Visitor v = QueryBuilder
.selectNodes(ConditionFactory.hasMass(2.5))
.withEdges(ConditionFactory.and(ConditionFactory.freestyle("att1 > 12"), ConditionFactory.freestyle("att2 > 23"))
.withChildren(ConditionFactory.noAttributes())
.buildVisitor();
(I used "freestyle" because of missing creativity right now, but the intention of it should be clear) Node that in general this might be two different interfaces in order to not build strange queries.

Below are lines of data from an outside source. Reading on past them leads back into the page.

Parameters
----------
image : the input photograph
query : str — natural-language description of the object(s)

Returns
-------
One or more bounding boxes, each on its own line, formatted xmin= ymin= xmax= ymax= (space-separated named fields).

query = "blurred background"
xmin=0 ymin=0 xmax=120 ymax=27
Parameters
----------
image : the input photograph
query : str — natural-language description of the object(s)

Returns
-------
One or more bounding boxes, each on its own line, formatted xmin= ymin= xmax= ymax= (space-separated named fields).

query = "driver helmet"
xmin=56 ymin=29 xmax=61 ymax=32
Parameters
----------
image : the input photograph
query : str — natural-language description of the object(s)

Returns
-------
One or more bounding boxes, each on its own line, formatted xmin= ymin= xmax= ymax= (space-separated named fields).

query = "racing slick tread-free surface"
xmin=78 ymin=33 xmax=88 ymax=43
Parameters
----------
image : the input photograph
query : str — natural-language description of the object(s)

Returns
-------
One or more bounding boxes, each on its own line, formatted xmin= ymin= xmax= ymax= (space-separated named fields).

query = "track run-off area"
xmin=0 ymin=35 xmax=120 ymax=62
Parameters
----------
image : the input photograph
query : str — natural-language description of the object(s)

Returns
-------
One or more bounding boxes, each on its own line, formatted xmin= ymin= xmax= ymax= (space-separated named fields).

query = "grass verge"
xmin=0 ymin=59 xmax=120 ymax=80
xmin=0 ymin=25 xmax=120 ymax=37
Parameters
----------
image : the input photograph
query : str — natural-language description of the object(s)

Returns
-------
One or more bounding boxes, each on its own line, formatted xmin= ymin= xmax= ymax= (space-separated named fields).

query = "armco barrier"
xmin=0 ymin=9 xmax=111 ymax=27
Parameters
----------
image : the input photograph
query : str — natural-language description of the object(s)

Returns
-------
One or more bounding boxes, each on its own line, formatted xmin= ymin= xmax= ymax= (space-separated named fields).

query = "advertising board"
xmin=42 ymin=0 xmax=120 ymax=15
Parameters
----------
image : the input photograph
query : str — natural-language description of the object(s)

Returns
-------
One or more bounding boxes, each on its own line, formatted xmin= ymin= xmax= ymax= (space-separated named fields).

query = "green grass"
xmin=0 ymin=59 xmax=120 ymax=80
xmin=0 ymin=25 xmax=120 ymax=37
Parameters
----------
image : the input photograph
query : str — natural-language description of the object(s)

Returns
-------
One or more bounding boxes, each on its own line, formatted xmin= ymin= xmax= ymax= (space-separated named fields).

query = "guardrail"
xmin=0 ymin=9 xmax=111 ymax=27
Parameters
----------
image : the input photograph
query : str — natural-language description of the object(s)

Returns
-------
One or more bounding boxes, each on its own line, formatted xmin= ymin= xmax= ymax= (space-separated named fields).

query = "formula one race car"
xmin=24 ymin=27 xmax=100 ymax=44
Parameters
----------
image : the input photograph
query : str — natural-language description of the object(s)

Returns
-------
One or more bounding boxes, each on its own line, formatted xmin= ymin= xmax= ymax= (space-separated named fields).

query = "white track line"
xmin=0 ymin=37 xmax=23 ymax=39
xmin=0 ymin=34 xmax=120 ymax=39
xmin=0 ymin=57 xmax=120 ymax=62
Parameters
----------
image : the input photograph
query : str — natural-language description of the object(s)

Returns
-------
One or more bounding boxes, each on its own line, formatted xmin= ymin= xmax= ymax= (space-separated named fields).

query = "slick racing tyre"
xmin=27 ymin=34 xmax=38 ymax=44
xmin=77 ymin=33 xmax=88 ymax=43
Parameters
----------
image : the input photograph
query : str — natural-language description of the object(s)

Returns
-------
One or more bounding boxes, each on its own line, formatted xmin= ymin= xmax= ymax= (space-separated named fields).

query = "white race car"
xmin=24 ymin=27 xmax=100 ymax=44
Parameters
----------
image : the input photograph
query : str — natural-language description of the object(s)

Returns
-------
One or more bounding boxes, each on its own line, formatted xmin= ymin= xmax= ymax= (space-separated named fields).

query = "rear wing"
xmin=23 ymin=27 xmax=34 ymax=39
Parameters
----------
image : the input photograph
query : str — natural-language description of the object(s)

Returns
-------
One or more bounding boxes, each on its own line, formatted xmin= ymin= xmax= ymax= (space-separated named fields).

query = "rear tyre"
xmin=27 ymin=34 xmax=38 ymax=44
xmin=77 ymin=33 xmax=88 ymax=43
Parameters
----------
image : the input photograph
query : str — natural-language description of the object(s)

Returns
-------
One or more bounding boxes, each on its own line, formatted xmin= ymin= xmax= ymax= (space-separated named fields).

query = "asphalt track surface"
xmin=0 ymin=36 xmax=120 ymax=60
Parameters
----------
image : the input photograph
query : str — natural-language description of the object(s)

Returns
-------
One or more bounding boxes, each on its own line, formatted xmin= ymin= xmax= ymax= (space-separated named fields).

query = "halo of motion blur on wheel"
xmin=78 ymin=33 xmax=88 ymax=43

public interface QueryBuilder {
QuerySelector selectNodes(Condition c);
QuerySelector allNodes();
}
public interface QuerySelector {
QuerySelector withEdges(Condition c);
QuerySelector withChildren(Condition c);
QuerySelector withHyperChildren(Condition c);
// ...
QuerySelector and(QuerySelector... selectors);
QuerySelector or(QuerySelector... selectors);
Visitor buildVisitor();
}
Using this kind of syntactic sugar makes the queries readable from the source code without forcing you to implement your own data query language. The QuerySelector
implementations would than be responsible for "moving" around the visited nodes whereas the Conditition
implementation would check whether the condition match.
The clear downside of this approach is, that you need to foresee most of the queries in interfaces and need to implement them already.
Scalability with number of nodes: You might need to add some kind of index to speed up finding "interesting" nodes. One idea which is popping up is to add (for each index) a layer to the graph in which each nodes models one of the different attribute settings for the "indexed variable". The normal edges could then connect these index nodes with the nodes in the original graph. The hyper edges on the index could then build a network which is smaller to search on. Of course there is still the boring way of storing the index in a map-like structure with a attributeValue -> node
mapping. Which probably is much more performant than the idea above anyway.
If you have some kind of Index make sure that the index can as well receive a visitor such that it does not have to visit all nodes in the graph.